Dean Bedwell, direct of new business development for software solutions at OnX, said the company is getting better at being more consistent in letting partners know about the various new offerings in it arsenal.

“They don’t come and talk to me about Linux, about Red Hat Enterprise Linux,” he said. “It’s about a suite of products that’s interconnected and how we’re going to the market together. They’re getting better at it. I don’t know if the market knows about it yet, but they’re getting better at it.”

Services are your friends

Another key element to Oberoi’s message comes from the services side. Surveying top partners ahead of the event in San Diego, Oberoi seemed surprised to find that many had concerns about Red Hat’s growing services capabilities. Oberoi stressed that Red Hat is still a product company, and that services capabilities only exist to “enable the adoption of our products” and to support both partners and customers in rolling out their products. Services revenues around solutions that involve Red Hat software can be between seven and 15 times the software or infrastructure sale, Oberoi said – sometimes as high as 20 times.

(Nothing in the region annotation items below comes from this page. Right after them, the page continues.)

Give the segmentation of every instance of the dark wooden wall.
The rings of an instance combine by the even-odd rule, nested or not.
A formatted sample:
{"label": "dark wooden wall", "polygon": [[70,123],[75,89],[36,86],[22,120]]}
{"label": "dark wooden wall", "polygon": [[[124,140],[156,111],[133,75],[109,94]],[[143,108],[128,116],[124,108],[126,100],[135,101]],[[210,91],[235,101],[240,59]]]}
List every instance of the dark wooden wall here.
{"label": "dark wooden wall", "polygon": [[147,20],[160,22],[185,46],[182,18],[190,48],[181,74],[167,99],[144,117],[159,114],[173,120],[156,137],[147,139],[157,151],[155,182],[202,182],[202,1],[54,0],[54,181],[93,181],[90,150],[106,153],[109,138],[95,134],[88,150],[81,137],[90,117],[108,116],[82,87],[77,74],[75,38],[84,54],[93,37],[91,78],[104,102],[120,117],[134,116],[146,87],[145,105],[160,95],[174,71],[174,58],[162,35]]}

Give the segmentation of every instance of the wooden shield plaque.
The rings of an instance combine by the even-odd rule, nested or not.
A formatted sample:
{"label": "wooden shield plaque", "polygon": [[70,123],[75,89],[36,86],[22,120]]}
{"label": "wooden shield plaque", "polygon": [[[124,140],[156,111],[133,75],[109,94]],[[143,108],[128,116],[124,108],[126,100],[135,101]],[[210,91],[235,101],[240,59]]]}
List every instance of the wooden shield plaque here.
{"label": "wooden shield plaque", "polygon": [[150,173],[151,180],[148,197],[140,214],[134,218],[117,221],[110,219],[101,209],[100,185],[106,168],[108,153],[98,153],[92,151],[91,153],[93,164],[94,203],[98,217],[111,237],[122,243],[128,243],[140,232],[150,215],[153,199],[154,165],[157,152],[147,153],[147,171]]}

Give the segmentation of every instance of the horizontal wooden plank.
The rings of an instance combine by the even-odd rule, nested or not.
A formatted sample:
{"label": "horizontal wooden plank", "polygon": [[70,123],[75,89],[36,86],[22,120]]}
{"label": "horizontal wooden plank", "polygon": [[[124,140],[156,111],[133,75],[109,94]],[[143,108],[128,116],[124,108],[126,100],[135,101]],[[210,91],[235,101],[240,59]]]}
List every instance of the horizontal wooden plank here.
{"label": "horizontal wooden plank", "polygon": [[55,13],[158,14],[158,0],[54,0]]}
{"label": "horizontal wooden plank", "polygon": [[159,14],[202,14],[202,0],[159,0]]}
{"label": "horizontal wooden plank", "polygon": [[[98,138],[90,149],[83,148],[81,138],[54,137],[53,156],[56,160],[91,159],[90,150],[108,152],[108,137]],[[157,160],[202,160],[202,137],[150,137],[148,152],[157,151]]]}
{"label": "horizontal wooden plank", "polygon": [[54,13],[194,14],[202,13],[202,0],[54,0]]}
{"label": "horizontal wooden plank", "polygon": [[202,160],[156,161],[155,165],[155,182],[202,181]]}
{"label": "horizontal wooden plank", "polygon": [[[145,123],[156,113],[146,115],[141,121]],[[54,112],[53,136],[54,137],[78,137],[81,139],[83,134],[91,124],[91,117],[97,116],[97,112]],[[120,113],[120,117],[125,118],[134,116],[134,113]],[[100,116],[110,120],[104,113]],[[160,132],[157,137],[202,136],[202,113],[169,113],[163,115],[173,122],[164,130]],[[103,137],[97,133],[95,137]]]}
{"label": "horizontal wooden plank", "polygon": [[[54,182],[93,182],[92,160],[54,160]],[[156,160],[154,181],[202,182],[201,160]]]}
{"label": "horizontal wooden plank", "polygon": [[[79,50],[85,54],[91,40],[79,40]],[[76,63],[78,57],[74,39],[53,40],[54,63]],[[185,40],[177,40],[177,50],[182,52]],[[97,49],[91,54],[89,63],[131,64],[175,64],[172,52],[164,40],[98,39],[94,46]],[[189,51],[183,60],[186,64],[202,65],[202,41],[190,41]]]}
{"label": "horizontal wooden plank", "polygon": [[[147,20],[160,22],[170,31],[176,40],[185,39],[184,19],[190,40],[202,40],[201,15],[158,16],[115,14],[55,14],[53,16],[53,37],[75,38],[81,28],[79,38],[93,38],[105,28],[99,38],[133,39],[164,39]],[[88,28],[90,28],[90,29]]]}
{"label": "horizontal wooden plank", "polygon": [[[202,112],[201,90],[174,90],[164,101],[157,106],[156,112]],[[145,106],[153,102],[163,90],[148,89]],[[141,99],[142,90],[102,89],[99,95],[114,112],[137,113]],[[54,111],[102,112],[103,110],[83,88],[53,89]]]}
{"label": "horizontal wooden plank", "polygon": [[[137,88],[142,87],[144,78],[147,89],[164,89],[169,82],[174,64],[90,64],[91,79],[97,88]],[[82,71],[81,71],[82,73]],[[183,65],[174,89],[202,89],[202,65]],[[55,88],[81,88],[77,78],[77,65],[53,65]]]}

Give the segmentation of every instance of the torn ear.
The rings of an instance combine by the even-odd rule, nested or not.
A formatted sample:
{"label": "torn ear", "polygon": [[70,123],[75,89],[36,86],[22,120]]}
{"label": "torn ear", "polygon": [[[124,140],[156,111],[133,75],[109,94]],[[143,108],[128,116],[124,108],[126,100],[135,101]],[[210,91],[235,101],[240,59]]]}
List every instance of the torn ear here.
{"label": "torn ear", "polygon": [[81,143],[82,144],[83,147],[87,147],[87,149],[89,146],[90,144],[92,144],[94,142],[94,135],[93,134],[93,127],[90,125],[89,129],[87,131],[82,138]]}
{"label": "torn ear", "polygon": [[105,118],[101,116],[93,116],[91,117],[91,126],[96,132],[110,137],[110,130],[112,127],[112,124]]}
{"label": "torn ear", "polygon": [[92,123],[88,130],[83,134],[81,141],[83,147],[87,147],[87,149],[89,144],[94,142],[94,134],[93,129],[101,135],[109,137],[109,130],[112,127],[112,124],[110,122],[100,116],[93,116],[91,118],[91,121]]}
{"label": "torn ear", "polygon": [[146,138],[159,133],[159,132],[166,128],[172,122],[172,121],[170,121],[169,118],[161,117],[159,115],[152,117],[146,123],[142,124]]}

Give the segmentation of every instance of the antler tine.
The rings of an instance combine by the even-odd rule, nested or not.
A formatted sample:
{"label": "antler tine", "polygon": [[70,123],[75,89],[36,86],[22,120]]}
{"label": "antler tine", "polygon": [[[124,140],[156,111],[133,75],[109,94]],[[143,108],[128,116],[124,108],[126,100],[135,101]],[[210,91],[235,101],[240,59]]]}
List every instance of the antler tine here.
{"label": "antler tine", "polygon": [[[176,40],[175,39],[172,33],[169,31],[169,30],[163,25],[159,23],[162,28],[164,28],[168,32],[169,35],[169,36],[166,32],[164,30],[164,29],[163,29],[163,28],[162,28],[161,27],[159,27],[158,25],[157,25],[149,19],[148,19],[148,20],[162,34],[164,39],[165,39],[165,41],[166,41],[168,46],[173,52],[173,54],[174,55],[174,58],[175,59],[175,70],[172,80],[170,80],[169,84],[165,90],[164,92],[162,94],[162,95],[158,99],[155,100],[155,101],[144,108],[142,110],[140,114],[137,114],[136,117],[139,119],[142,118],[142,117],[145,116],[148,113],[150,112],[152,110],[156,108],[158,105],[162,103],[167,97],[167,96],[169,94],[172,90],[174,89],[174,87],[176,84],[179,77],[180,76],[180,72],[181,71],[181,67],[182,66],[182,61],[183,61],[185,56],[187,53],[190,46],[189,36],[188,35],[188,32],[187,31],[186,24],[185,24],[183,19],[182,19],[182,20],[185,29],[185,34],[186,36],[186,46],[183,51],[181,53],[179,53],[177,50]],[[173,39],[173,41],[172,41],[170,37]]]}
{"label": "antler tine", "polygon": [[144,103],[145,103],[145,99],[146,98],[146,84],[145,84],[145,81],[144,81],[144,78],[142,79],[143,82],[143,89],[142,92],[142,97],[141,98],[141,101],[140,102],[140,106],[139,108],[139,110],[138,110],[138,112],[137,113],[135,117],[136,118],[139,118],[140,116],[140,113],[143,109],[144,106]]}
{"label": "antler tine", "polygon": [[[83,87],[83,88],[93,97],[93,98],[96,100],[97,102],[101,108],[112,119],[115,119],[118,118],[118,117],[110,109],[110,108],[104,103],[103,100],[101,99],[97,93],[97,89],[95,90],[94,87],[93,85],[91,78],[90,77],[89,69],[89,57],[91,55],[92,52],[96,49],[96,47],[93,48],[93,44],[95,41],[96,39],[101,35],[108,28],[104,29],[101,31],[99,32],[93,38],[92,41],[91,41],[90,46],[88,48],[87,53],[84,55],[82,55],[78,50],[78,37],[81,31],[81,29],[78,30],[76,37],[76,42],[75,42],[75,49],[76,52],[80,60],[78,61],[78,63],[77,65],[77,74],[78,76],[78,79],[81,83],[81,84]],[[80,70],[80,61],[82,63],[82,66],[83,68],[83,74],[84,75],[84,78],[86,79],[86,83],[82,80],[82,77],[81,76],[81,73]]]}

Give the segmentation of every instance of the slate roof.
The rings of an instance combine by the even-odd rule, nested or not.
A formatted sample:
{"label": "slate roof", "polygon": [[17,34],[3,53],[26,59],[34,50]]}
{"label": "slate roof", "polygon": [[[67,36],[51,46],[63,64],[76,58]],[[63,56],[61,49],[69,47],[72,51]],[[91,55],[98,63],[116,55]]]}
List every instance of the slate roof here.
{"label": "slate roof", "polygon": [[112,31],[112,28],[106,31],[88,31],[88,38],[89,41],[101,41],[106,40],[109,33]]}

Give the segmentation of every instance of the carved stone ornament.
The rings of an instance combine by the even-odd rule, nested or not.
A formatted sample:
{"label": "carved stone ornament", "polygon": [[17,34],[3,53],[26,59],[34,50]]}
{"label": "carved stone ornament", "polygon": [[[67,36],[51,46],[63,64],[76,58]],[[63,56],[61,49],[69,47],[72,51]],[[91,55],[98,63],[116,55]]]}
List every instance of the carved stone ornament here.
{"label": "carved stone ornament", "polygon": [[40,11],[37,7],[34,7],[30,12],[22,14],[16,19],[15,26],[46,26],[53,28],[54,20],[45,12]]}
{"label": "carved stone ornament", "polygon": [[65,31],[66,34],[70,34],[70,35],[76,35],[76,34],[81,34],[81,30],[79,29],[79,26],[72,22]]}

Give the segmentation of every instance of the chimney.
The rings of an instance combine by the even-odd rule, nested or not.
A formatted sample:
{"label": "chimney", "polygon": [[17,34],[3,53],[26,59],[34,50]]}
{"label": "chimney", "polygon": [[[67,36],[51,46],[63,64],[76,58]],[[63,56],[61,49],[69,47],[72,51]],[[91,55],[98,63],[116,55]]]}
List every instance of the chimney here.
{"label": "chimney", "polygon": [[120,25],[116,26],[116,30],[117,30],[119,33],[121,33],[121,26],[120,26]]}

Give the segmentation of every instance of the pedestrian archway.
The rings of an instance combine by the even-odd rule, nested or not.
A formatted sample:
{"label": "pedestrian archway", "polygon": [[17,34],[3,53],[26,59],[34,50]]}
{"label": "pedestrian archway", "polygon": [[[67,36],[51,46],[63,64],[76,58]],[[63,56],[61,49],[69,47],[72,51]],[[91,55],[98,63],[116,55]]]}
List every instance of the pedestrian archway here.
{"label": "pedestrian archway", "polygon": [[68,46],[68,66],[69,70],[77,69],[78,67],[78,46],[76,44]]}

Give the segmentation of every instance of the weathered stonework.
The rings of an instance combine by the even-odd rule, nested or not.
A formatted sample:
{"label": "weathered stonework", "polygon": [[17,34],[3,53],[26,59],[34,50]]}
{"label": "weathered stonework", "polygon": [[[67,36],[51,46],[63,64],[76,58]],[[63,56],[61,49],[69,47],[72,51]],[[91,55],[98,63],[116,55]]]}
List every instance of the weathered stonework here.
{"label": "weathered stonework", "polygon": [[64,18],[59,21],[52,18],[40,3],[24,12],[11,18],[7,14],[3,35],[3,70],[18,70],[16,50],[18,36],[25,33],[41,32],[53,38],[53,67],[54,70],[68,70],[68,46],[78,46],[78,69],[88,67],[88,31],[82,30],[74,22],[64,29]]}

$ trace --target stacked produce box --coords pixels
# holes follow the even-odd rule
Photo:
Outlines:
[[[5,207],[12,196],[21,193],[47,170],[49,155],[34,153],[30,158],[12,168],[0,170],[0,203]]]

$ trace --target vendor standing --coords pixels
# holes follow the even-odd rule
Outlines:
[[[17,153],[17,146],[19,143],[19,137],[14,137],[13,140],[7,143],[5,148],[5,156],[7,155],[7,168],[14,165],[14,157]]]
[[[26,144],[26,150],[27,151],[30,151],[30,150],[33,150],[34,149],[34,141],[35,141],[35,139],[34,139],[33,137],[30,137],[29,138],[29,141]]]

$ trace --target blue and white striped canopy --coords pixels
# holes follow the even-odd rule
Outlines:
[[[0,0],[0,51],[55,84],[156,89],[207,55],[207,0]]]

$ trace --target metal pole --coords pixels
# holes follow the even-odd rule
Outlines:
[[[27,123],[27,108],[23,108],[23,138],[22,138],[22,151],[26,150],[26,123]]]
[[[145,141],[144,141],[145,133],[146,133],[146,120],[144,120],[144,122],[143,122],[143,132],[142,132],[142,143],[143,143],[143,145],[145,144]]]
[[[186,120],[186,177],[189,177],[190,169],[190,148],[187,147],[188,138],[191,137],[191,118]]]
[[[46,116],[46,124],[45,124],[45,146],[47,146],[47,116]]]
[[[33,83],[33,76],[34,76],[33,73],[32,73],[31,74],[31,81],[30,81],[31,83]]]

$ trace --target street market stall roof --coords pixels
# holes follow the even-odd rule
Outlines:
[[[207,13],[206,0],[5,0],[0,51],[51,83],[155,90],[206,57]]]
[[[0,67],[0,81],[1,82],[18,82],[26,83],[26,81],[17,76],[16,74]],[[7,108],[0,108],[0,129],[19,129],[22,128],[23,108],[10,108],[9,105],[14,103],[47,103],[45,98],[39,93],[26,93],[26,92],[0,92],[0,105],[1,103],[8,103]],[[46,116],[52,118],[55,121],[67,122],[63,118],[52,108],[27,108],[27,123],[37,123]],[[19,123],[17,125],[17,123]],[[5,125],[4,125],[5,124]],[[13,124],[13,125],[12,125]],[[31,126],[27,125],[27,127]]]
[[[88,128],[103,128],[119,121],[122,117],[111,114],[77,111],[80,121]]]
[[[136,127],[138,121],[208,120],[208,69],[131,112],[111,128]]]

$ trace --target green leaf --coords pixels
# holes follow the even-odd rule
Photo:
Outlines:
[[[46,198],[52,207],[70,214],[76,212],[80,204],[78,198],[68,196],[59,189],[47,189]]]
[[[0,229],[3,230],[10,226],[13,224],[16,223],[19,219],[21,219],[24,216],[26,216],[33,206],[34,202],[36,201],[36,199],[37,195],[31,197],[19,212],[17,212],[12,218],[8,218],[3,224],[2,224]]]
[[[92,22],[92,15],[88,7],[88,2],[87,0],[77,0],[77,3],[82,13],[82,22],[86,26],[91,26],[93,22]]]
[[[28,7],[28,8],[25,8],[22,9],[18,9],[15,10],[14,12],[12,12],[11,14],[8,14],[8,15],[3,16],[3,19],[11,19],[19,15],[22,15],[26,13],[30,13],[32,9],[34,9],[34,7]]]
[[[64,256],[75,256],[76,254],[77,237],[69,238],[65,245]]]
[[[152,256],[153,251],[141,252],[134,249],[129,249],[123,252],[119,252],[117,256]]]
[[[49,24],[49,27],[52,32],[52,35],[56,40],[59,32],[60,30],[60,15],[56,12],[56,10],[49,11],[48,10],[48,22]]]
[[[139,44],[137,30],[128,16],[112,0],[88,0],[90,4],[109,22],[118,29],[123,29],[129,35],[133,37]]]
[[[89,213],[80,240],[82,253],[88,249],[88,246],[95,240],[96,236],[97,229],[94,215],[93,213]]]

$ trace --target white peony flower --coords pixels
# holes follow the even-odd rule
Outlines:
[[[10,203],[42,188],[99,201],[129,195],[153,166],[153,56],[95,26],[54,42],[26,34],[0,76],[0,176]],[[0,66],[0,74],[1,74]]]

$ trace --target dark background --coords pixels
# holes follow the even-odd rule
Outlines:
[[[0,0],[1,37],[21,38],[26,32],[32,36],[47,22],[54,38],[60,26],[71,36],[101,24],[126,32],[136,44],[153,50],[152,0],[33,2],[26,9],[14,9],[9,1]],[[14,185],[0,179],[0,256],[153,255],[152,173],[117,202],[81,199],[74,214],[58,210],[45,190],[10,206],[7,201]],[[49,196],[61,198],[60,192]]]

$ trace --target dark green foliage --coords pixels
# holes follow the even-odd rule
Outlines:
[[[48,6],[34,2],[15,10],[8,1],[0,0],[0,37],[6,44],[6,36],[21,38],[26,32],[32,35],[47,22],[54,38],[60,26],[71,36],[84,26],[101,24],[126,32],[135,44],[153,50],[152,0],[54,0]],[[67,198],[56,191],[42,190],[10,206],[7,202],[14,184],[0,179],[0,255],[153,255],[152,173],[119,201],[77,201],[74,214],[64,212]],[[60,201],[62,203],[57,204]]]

Rather than viewing the company’s services professionals as competitors, Oberoi urged partners to use the company’s services resources, which he said a “tied very closely to our products teams,” as a way to enhance their own services reach.

“You should think about our services team as deep experts in the product architecture, but also the deployment model for these product architectures,” he said.

He committed to making the company’s service resources available to channel partners, to help them architect and optimize solutions for customers, and urged partners to think of a co-engagement and co-deployment model.

“Don’t view them as competition, view them as value-add,” he said.

That’s exactly how Scalar’s Ng is viewing them. “Every VAR and SI is looking to capitalize on their own talent, but there are going to be requirements that pop up where we need to augment our bench, and Red Hat and other manufacturers are definitely a key part of that,” he said. “I think [Red Hat’s] is a great message, and that’s exactly how we look at it as well.”